I'm attempting to do a date_histogram aggregation on a date_range field now that it is supported in 7.4.1. This works well for fully defined date ranges (the first document in my example), but I have a large number of documents that have an undefined end point (value is null, second document in my example). When I run a date_histogram aggregation that includes those documents, I get an out of memory error. I have been looking for a way to limit the buckets created in the query, but without luck. I've also tried to use a date_range aggregation on the fields to attempt to limit the potential buckets, but that caused cast exceptions.
Basically I'm attempting to find all of the months up to now that these documents cover/touch. I'd like to see buckets from 2017-10-01 to 2019-11-01 (as of the time of this topic being written).

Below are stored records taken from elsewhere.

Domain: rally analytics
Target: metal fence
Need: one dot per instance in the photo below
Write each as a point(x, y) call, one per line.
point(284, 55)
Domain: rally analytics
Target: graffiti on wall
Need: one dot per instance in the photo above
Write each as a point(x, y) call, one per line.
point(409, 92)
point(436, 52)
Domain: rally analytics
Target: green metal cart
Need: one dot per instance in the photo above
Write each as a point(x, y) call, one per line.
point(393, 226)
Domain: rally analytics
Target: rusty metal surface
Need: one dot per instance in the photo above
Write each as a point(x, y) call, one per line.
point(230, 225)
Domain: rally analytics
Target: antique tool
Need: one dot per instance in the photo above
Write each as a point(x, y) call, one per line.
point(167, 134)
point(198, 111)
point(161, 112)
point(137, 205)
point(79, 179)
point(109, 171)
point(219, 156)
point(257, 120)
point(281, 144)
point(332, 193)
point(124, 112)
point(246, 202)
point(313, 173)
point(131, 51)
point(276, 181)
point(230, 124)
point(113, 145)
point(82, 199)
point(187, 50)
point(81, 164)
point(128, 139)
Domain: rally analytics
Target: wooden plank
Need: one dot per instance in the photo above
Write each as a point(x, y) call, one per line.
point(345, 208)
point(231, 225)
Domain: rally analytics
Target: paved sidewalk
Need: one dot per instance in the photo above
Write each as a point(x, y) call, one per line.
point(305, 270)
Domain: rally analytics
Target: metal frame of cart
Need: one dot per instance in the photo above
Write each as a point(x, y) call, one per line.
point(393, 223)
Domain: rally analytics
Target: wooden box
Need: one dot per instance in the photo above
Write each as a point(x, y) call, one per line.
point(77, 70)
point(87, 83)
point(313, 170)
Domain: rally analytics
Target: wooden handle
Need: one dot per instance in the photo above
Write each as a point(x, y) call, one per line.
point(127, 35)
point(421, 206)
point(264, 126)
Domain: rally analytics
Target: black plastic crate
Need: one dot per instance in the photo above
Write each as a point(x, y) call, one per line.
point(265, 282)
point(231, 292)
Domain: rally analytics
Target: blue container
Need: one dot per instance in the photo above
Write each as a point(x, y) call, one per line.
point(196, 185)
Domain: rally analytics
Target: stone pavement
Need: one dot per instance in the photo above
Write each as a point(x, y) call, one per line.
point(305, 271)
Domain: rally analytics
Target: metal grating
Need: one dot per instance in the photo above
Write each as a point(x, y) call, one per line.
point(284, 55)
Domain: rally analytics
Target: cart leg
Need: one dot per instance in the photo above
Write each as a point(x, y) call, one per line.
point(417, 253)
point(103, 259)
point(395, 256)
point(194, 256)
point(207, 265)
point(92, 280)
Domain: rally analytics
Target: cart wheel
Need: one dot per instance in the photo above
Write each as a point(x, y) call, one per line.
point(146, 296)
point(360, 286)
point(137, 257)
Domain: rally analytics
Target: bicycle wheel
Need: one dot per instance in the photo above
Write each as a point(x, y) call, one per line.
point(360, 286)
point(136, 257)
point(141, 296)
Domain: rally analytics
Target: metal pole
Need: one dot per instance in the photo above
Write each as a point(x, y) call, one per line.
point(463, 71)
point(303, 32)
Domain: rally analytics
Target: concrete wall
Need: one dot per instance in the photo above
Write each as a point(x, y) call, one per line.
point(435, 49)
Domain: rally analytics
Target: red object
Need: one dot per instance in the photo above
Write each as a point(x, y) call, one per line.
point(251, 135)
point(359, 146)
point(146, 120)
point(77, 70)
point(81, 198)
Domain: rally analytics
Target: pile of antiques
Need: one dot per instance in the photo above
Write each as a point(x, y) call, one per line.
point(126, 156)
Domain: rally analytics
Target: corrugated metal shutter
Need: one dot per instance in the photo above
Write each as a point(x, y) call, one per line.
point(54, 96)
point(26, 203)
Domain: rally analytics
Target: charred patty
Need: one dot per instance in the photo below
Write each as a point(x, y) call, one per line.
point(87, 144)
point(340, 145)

Here is a test case with only 2 documents:
PUT test
{
"settings": {
"number_of_shards": 1,
"number_of_replicas": 1
},
"mappings": {
"properties": {
"active_range": {
"type": "date_range",
"format": "yyyy-MM-dd"
}
}
}
}
POST test/_doc/
{
"active_range": {
"gte": "2017-10-10",
"lte": "2018-10-10"
}
}
POST test/_doc/
{
"active_range": {
"gte": "2017-10-10",
"lte": null
}
}
Now that the index is setup, run the following aggregation to see the problem:
GET test/_search
{
"size": 0,
"aggs": {
"active": {
"date_histogram": {
"field": "active_range",
"calendar_interval": "month"
}
}
}
}
Any suggestions would be greatly appreciated.